While the well-made virtual assistant provided gravely needed solace to the grieving family, Xiaoice CEO Li Di is concerned the success might have opened a “Pandora’s box”. Ethics and infringement of privacy are among Li’s main worries as the company only takes on requests by the family of the deceased. However, with the case of Bao Rong out in the open, inevitably AI resurrection has become a business. On online marketplaces such as Taobao, such services are now available from as low as 5 RMB (0.69 USD) a pop, and as high as 50,000 RMB (6,945.12 USD) or more. From simple “talking pictures” that sound nothing like the loved ones to deepfake videos of actors speaking with the face of the deceased, the lower end of the market is more “artificial” than “intelligent”. However, the upper spectrum of the market does have genuine AI-powered virtual humans similar to Xiaoice’s.

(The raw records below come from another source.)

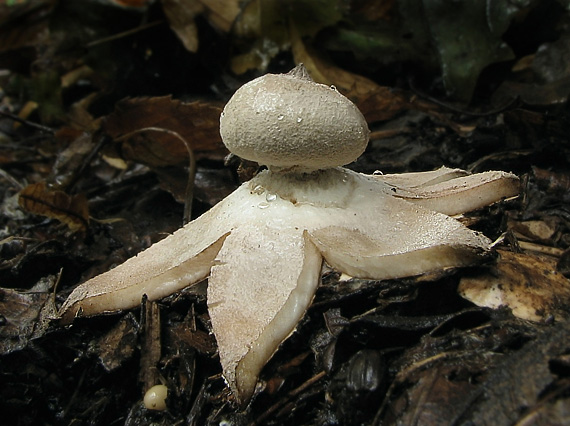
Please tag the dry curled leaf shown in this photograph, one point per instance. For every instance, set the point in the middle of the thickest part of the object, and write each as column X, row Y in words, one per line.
column 377, row 103
column 196, row 122
column 72, row 210
column 526, row 283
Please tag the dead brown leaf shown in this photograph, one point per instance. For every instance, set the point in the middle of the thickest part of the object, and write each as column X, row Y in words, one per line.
column 196, row 122
column 526, row 283
column 377, row 103
column 181, row 17
column 72, row 210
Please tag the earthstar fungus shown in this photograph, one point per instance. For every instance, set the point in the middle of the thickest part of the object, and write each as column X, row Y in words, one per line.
column 263, row 246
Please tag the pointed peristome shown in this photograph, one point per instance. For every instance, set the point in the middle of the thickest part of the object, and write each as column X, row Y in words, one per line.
column 264, row 244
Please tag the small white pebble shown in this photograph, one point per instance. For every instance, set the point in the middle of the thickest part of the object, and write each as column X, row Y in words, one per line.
column 155, row 398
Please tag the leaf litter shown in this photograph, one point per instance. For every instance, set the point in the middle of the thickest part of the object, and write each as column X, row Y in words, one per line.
column 392, row 352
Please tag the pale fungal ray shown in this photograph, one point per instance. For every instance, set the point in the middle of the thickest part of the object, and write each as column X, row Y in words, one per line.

Although the technology is still in its infancy, AI resurrection can undeniably provide comfort to bereaved families with the cherished memory of their loved ones. However, without legal and moral oversight, it can quickly become a playground for fraudsters. Deepfake or AI-trained virtual humans have been reported to be impersonating living people and scamming a company through videocall in Hong Kong. Another worrying sign is that social media is now flooded with resurrected deceased celebrities without the approval of their family or estates. The legal and ethical implications of such services is complex and in need of urgent review.